Rigouste places this book in the context of imperialism, described as a specific phase in the development of state-approved capitalism. According to him we are in a phase that resembles the accumulation phase of early capitalism through the deposession of resources, territories, cultures and autonomous lifestyles. Which is what we are seeing through Western agression of large parts of the arab world, but also through the expansion of metropolitan areas such as Grand Paris, Grand Toulouse and Nantes Métropole. Rigouste says, in a recent interview, that « This expansion is directly supported by police-driven tension and aims for the capture and the « petit-bourgeois » restructuration of neighborhoods, the industrialisation of imprisonment and the massification of prison-based neo-slavery. The police is the iron tip of this internal crusade. »(4)
That may sound a bit over the top, or more a description of the USA than France, but Rigouste is a credited social researcher working from the field rather than from academic libraries. The point is that in the new Security State setting made possible by the terrorist attacks of 2015, the police has freed itself from some of the shackles previously imposed on it by post-war human rights and freedom of speech. This opportunity for the state power structure to increase the instrumentation of police for its own protection against dissent could obviously not be missed, and wasn’t.
Given how well-prepared the regime was to grab this opportunity, one may ask how much of that opportunity was in fact accidental. Rigouste’s previous book is called « The Ennemi Within », where he describes how the italian regime of the 70’s used the secret services to lure the fascists to commit terrorist attacks which were then attributed to the anarchists, thus justifying the regime’s attacks against labour and revolutionary movements. The ease with which the perpetrators could organise and arm themselves for the Paris events, the dodgy details surrounding both attacks – which deserve a full article for their own sake, and the swift political recuperation point to a suspiciously laxist attitude reminiscent of the « coincidences » surrouding the 9/11 events in the US, the CIA’s « weapons of mass destruction » hoax and the swiftly introduced Patriot Act.

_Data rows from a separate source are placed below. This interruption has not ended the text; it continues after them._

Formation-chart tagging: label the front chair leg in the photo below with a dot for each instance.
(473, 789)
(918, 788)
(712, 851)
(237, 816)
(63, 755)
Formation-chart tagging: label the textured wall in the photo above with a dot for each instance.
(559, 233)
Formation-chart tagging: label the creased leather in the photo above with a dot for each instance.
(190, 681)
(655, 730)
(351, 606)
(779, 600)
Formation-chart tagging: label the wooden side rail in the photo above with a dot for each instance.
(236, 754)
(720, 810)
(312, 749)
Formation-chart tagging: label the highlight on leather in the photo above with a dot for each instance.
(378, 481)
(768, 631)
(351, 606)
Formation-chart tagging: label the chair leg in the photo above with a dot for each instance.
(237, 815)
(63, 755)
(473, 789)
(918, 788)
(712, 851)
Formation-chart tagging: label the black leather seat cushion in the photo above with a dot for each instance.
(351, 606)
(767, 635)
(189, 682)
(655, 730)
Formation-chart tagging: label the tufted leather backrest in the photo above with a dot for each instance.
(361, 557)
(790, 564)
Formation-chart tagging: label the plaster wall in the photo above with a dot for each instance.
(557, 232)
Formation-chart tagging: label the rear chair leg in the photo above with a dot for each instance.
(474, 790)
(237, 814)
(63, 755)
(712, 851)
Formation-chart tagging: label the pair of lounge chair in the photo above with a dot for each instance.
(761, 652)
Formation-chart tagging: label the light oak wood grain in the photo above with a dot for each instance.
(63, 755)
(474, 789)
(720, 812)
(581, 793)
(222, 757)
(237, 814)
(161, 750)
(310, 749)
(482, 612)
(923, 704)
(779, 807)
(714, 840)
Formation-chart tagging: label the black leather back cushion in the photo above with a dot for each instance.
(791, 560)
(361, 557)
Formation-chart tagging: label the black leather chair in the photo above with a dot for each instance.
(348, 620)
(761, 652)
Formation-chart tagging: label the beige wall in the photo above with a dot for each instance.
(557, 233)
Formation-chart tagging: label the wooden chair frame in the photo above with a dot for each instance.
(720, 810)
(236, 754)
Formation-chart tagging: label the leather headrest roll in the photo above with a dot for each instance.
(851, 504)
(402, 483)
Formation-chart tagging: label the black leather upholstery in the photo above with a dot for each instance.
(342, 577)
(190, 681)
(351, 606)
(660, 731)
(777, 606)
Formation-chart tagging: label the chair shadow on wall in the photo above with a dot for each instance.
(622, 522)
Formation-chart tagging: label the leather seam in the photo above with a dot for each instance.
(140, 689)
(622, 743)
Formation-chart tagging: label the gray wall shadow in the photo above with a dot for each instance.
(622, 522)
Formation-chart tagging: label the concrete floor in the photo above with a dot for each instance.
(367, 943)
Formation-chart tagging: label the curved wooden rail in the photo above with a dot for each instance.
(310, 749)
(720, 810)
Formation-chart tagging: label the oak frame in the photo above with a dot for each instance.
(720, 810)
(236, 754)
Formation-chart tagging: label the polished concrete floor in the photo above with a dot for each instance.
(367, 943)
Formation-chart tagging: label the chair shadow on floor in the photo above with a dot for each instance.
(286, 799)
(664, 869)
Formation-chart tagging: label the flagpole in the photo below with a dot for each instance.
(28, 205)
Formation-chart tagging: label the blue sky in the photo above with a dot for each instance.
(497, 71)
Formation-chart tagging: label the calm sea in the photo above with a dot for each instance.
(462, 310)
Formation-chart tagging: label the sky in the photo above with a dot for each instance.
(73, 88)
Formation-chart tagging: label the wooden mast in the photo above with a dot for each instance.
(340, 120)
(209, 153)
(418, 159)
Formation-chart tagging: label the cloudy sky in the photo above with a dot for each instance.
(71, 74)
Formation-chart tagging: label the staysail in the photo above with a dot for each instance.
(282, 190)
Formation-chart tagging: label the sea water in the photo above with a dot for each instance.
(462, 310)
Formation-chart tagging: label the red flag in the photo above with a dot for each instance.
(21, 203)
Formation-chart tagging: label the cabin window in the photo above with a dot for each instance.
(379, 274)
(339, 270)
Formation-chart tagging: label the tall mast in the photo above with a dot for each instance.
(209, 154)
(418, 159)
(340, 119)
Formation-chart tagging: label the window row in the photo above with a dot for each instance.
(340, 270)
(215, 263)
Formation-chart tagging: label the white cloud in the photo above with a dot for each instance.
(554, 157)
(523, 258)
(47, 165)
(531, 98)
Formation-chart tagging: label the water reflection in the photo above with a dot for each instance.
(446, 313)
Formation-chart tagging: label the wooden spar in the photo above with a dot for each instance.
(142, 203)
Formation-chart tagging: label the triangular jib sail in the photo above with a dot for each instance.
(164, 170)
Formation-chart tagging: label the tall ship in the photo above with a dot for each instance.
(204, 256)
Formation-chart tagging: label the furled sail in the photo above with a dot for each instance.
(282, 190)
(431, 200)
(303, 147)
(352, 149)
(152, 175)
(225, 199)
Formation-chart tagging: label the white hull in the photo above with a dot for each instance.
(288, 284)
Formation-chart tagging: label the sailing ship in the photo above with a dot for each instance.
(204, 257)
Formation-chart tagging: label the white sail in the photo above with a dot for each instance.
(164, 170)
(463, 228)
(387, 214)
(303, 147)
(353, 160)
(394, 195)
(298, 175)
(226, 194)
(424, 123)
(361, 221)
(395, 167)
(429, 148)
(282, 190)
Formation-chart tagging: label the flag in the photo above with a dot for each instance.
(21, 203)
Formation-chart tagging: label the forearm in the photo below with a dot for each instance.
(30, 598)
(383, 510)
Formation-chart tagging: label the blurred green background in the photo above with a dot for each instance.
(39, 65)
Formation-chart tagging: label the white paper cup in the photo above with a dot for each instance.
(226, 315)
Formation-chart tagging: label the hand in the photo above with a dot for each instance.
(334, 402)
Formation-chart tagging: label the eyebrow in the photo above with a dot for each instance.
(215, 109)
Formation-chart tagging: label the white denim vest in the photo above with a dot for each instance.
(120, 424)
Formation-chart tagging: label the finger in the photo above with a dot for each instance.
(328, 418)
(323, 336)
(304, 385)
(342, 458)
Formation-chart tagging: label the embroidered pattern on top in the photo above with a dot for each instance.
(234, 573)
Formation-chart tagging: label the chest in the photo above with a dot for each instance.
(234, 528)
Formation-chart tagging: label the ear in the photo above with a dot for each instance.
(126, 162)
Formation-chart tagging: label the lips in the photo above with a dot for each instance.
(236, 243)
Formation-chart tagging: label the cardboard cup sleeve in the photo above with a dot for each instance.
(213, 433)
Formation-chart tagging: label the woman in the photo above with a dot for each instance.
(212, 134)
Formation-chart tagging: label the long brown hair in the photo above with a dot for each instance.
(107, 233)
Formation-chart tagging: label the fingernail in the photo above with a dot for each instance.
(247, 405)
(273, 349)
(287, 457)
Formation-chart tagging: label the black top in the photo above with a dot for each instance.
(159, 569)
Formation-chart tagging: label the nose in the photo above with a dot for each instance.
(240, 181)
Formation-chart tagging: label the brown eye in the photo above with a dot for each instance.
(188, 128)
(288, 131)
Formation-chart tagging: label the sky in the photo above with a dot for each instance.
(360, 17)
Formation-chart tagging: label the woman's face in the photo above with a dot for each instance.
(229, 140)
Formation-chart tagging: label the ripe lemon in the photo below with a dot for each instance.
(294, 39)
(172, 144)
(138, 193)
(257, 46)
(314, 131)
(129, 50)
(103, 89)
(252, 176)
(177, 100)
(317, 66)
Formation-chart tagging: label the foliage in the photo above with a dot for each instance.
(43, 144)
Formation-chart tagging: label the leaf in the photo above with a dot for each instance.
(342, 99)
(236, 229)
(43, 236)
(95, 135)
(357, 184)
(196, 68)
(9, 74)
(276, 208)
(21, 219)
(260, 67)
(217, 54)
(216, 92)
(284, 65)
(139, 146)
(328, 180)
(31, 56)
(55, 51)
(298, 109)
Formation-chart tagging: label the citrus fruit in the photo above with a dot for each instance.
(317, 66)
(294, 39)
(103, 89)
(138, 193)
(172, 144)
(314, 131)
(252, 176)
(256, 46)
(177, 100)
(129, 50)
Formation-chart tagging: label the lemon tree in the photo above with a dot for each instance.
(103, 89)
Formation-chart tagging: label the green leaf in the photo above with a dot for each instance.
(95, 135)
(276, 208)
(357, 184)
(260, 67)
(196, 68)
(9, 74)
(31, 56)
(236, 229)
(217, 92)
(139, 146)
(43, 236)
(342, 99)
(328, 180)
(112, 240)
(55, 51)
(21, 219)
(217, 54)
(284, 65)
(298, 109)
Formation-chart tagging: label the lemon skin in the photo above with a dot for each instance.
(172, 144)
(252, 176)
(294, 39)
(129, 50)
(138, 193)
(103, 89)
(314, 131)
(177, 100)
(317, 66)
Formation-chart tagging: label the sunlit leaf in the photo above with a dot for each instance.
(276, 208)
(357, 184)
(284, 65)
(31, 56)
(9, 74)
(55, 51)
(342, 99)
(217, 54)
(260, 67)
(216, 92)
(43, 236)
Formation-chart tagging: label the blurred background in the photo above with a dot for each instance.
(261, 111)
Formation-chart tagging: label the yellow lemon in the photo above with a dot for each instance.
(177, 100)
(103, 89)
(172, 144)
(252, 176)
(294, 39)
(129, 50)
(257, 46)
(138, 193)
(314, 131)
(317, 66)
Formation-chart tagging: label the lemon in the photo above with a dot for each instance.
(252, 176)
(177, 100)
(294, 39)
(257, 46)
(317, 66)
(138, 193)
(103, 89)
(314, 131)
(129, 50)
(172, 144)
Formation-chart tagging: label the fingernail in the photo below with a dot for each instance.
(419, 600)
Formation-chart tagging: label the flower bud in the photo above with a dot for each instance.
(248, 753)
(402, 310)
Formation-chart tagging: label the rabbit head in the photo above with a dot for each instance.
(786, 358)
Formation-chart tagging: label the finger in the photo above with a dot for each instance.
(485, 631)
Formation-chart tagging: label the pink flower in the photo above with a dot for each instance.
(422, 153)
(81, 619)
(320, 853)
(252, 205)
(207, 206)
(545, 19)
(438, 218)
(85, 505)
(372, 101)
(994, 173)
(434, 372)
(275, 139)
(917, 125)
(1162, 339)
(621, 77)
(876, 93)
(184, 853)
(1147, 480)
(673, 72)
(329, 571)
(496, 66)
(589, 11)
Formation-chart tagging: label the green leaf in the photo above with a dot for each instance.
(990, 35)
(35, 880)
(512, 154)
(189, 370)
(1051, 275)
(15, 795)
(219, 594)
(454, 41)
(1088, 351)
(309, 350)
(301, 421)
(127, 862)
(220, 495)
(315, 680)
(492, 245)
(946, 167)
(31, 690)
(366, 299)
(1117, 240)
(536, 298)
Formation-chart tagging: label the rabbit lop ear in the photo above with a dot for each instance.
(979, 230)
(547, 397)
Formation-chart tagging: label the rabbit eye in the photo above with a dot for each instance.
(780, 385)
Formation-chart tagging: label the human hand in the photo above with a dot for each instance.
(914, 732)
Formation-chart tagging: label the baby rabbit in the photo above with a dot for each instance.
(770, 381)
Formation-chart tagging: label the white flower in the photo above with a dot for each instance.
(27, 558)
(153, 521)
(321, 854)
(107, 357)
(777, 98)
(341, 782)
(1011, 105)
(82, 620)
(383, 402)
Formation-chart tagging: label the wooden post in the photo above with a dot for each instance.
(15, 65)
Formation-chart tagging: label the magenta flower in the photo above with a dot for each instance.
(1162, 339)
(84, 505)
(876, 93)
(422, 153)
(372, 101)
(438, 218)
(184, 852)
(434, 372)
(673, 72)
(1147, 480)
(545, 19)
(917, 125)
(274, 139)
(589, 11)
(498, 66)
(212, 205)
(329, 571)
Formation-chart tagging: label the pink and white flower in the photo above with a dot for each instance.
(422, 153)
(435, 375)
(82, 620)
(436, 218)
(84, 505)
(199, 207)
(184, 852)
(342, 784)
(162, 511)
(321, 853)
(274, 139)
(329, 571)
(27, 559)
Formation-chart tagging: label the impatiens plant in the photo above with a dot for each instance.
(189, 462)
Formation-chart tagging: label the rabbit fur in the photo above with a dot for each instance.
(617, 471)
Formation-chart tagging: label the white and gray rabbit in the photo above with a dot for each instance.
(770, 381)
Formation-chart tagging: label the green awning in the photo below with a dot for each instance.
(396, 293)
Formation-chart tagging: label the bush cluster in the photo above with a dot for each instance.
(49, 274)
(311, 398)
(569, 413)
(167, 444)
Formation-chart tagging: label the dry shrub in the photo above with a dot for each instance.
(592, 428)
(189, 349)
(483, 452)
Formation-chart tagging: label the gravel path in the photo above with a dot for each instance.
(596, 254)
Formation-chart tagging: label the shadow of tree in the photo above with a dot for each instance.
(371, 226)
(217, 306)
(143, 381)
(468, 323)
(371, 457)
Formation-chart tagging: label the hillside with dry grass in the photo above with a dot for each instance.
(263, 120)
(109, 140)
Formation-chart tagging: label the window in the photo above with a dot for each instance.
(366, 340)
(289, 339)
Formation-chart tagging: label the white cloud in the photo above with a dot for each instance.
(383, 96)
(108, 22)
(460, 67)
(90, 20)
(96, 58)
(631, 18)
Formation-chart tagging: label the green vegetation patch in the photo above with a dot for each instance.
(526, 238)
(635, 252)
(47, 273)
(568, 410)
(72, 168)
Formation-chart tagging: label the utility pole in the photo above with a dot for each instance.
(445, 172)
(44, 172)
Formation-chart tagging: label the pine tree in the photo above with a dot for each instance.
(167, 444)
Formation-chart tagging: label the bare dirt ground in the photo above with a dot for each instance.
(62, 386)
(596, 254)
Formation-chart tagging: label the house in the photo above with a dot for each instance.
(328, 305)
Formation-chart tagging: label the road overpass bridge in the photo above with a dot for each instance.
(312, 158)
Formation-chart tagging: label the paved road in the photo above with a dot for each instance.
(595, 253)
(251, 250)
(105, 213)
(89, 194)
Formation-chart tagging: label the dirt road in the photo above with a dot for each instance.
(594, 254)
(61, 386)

François Hollande is obvioulsy intent on maximising terrorism mileage before the upcoming presidential elections in 2017, trying hard to make everybody forget that he promised, back in 2012, that he would not run for reelection if he hadn’t done anything good against unemployment. Well the unemployment front looks quite bad, not to say hopeless, so reinventing himself Bush-style as top warrior should clearly help. Except that some, on the left, are not taking the bait so easily and are now asking for a primary election on the left, at the same time the conservatives hold their own, very first primaries.
Normaly, the incumbent is the automatic candidate for his side for a second term, and the fact that this is being challenged is a sign that not all is quiet on the leftist front. How the regime will try to quash this may be the next chapter in the story of the rise of 21st century french fascism.